Im Jahr 2019 werden wir verstärkt polymorphe IoT-Malware erleben, die ihre Verhaltensweise ändern kann, z. B. durch verschiedenartige Verschlüsselung, die für die Kommunikation mit einem Command & Control-Server verwendet wird oder durch ein unterschiedliches Angriffsverhalten für jedes Gerät. Außerdem setzen Cyberkriminelle in Zukunft fortschrittliche Malware-Funktionen, anstelle von DDoS und Bot-ähnlichen Funktionen, ein, und starten Angriffe, die darauf abzielen, vernetzte Geräte mit Ransomware anzugreifen oder schädlichen Code in Browser einzuspeisen, um Nutzer zu Phishing-Seiten zu leiten.

4. Automatisierte Angriffe durch künstliche Intelligenz

Wenn ein Angreifer ein Gerät infiziert hat, ist es sehr einfach für ihn, auch die Kontrolle über andere mit dem Netzwerk verbundene Geräte zu erlangen. Ein solcher Angriff ist allerdings nicht skalierbar, da der Angreifer viele verschiedene Netzwerke ausprobieren muss, bevor er ein geeignetes Opfer findet.

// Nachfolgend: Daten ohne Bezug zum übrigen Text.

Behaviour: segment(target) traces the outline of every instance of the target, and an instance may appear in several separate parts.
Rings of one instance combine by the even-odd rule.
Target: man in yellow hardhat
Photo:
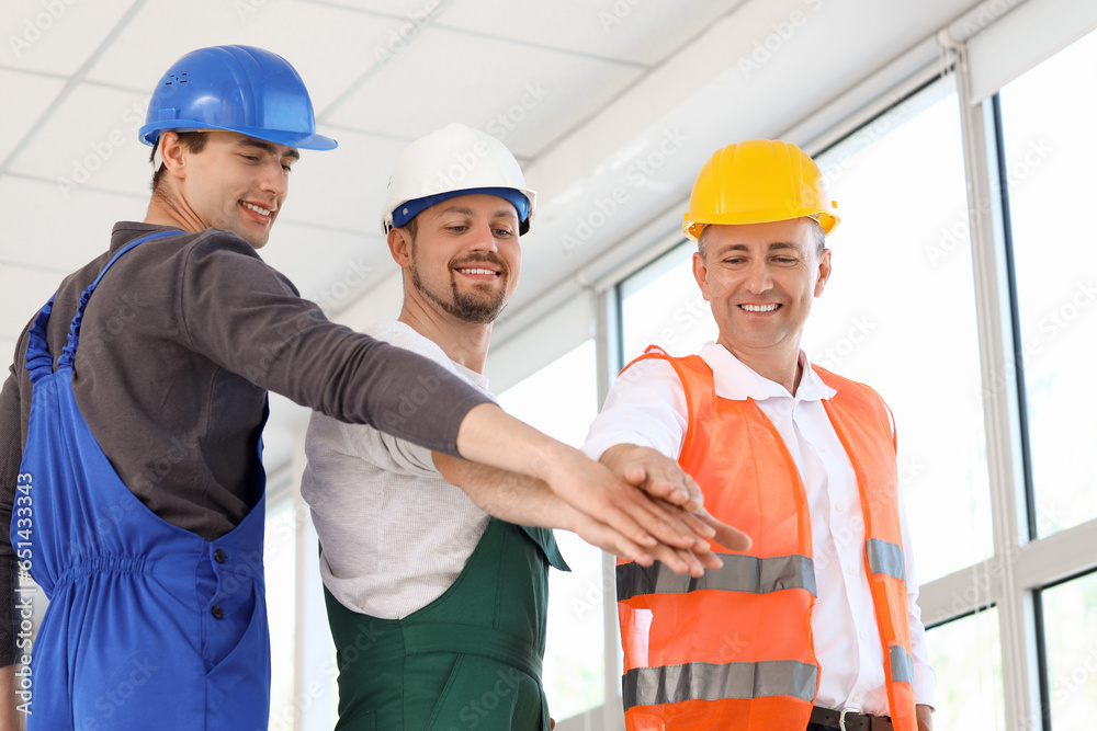
[[[716,151],[682,228],[719,338],[649,347],[591,425],[588,455],[678,460],[754,539],[697,581],[619,560],[629,729],[931,728],[891,412],[800,349],[836,208],[795,145]]]

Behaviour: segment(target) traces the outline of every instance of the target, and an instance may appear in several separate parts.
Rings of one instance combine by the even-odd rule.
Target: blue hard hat
[[[167,129],[225,129],[276,145],[330,150],[316,134],[313,103],[297,71],[252,46],[199,48],[172,64],[152,91],[140,141],[156,146]]]

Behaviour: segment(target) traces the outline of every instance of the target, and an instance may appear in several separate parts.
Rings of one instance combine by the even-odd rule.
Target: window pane
[[[621,284],[624,363],[648,345],[689,355],[716,339],[712,310],[693,279],[694,251],[686,241]]]
[[[598,409],[595,341],[499,395],[509,413],[578,447]],[[548,637],[544,682],[557,721],[602,705],[606,663],[602,632],[602,552],[567,530],[556,542],[570,573],[548,572]],[[612,596],[612,594],[611,594]]]
[[[296,576],[296,525],[293,500],[284,498],[267,506],[263,562],[267,567],[267,616],[271,635],[271,721],[294,717],[293,669],[294,580]]]
[[[828,241],[833,273],[802,346],[814,363],[872,386],[892,408],[918,580],[929,582],[993,550],[951,79],[902,102],[818,162],[841,225]]]
[[[1097,33],[1000,92],[1037,532],[1097,516]],[[1084,83],[1089,80],[1090,83]]]
[[[1097,573],[1043,592],[1053,729],[1093,728],[1097,718]]]
[[[986,609],[935,627],[926,642],[937,671],[934,728],[1004,730],[998,610]]]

Hier kommen intelligente Algorithmen ins Spiel, um Scans gezielt durchzuführen und Nutzer mit einem bestimmten Profil (z. B. viele Apple-Geräte vorhanden oder fehlende Security-Boxen) zu identifizieren. Anschließend kann er die nächste Stufe dieses fokussierten Angriffs, abgestimmt auf das geeignete Zielgerät, automatisieren (z. B. geeignet für Kryptomining, mit Passwort-Crackern, die sich an die jeweiligen Gerätetypen anpassen). Damit wird die gesamte Angriffskette automatisiert.

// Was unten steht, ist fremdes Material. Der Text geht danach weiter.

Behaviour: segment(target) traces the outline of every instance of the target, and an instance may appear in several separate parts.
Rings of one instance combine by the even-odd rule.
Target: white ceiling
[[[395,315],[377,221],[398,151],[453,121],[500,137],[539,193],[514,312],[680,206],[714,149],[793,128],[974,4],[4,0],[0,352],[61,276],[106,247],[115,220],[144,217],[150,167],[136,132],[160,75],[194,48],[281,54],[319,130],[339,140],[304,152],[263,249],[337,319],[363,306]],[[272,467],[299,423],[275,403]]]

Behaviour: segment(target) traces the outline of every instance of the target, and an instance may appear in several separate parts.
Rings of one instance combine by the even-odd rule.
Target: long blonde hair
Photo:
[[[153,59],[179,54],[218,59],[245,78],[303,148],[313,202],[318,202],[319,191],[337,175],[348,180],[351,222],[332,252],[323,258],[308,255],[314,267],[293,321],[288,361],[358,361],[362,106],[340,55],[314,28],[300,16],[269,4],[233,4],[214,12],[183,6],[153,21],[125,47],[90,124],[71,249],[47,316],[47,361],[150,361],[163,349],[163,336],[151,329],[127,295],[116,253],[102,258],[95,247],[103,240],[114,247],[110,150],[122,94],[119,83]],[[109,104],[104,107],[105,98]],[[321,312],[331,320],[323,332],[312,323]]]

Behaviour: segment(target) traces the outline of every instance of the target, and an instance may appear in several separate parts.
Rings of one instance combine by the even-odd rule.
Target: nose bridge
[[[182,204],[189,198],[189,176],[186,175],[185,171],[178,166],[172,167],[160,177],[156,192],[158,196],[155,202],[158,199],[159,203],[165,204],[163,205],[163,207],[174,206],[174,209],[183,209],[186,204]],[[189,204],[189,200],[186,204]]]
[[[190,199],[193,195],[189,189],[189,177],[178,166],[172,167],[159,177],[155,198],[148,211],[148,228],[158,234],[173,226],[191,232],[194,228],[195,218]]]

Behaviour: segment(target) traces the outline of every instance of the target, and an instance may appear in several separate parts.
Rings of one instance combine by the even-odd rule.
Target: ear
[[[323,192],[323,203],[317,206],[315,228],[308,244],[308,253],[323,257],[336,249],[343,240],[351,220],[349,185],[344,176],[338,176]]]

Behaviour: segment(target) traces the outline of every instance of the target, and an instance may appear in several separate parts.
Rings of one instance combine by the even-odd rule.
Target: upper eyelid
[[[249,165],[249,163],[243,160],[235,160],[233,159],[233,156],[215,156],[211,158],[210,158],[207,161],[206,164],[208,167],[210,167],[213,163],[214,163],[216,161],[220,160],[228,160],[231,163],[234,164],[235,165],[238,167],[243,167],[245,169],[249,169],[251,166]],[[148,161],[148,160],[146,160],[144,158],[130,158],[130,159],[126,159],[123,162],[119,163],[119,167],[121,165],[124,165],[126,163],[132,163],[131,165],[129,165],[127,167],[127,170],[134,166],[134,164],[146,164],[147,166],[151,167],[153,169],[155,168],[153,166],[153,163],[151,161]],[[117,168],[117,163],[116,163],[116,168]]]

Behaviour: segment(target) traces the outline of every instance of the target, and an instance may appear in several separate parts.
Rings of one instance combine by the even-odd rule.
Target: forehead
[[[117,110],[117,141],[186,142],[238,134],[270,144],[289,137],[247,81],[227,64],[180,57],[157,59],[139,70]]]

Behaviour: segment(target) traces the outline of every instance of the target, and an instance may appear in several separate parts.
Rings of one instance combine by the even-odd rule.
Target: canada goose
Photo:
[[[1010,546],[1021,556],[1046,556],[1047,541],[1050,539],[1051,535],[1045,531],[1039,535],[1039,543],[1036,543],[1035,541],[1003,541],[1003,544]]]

5. Renaissance der Banking-Trojaner

Banking-Trojaner stehlen seit mehr als einem Jahrzehnt Anmeldedaten und Geld von Bankkonten. Ihnen wurde in den letzten Jahren jedoch weniger Aufmerksamkeit zuteil, da vor allem Ransomware und Kryptomining im Mittelpunkt standen.

Tatsächlich sanken die schädlichen Aktivitäten der Banking-Trojaner in dieser Zeit, weil Cyberkriminelle aus Profitgründen zu Ransomware-Angriffen wechselten. Jedoch kehren sie mit Trojanern wie Emotet oder Trickbot in voller Stärke zurück. Im Jahr 2019 werden wir eine wahre Renaissance der Banking-Trojaner erleben – nicht nur auf PCs, sondern auch auf mobilen und vielleicht sogar auf IoT-Geräten.

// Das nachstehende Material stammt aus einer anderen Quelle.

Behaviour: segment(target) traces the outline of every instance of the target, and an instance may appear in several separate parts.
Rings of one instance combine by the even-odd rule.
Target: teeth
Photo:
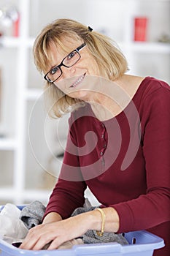
[[[79,78],[79,79],[77,79],[77,81],[75,81],[75,82],[72,85],[71,87],[74,87],[74,86],[76,86],[78,83],[80,83],[82,80],[82,79],[85,78],[85,74],[82,75],[80,78]]]

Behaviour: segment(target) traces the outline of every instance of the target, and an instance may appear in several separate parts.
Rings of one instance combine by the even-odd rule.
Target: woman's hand
[[[103,208],[103,211],[106,215],[104,231],[117,232],[119,228],[117,211],[112,207]],[[101,230],[101,214],[96,210],[64,220],[61,220],[61,217],[58,218],[55,214],[47,216],[45,223],[29,230],[20,249],[37,250],[50,243],[48,249],[55,249],[66,241],[82,236],[88,230]]]
[[[36,226],[29,230],[20,249],[41,249],[50,242],[48,249],[57,249],[63,242],[77,238],[88,230],[88,216],[85,213]]]

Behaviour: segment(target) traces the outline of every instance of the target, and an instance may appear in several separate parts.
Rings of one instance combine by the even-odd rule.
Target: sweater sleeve
[[[85,203],[84,192],[87,186],[81,176],[76,143],[76,136],[69,127],[60,176],[50,195],[44,218],[50,212],[57,212],[63,219],[66,219]]]
[[[141,126],[147,189],[138,198],[112,206],[120,217],[119,233],[170,220],[170,89],[165,87],[144,99]]]

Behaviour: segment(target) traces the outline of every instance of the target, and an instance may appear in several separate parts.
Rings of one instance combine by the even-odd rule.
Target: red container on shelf
[[[147,17],[134,18],[134,41],[147,40]]]

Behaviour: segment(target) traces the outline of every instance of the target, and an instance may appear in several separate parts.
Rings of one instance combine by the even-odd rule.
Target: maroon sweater
[[[115,118],[98,121],[90,105],[74,111],[61,176],[50,196],[51,211],[69,217],[90,188],[101,207],[120,217],[119,233],[147,230],[170,252],[170,87],[146,78]]]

6. Zunahme von Kryptojacking durch Vielzahl von IoT-Geräten

Eine Umfrage von Avast hat ergeben, dass 41 Prozent der deutschen Befragten das Standardpasswort ihres Routers noch nie geändert haben, was diese anfällig für Brute-Force-Angriffe macht. Kryptojacking ist die Geldeinnahmequelle bequemer Hacker, da viele Router anfällig für Angriffe und damit leicht zugänglich sind und die Nutzung der Computerleistung die Angreifer zudem nichts kostet. Im Gegensatz zu den meisten Formen von Cyberkriminalität erfordern solche Angriffe nach einer Infizierung des Gerätes keine zusätzliche Arbeit vonseiten der Hacker. Mit einem relativ einfachen Code können sie ein riesiges Angriffsnetz von Millionen von potenziellen IoT-Geräten aller Art anvisieren, von Routern bis hin zu IP-Kameras.

Kryptomining-Malware war im Jahr 2018 eine der am weitesten verbreiteten Bedrohungen und wird sich im Jahr 2019 weiter ausbreiten – zumal die Angriffsfläche mit jedem neuen IoT-Gerät größer wird.

7. Ransomware-Angriffe auf Unternehmen

Angreifer konzentrieren sich vermehrt auf Opfer, die hohe Lösegeldsummen zahlen können, also vor allem auf Unternehmen und öffentliche Einrichtungen. Sind die Angreifer in ein Netzwerk eingedrungen, starten sie die Ransomware-Infektion meist noch nicht sofort. Zunächst beginnen sie damit, alle Computer im Netzwerk zu identifizieren, um einen noch viel größeren Angriff durchzuführen. Wenn die Cyberkriminellen einen Großteil der PCs im Unternehmensnetzwerk infiziert haben, ist die Wahrscheinlichkeit viel höher, dass das Unternehmen die Lösegeldsumme zahlt, als wenn nur ein PC infiziert wurde. Außerdem können die Angreifer so eine höhere Lösegeldsumme fordern.

Bei dieser Art von Angriffen sind äußerst professionelle Hacker am Werk, die genau wissen, wie man sich in ein Unternehmen hackt und es kompromittiert. Solche Angriffe auf Unternehmen erfordern in der Regel viel Zeit zur Vorbereitung – aber am Ende zahlt es sich für die Angreifer meist aus, wie wir beim Angriff der SamSam-Ransomware auf den Gesundheitssektor erlebt haben. Auch im Jahr 2019 werden Ransomware-Angriffe die Schutzmaßnahmen vieler Unternehmen, vor allem von KMUs, auf die Probe stellen.

Über den Autor: Thomas Hefner ist Senior Sales Manager DACH bei Avast.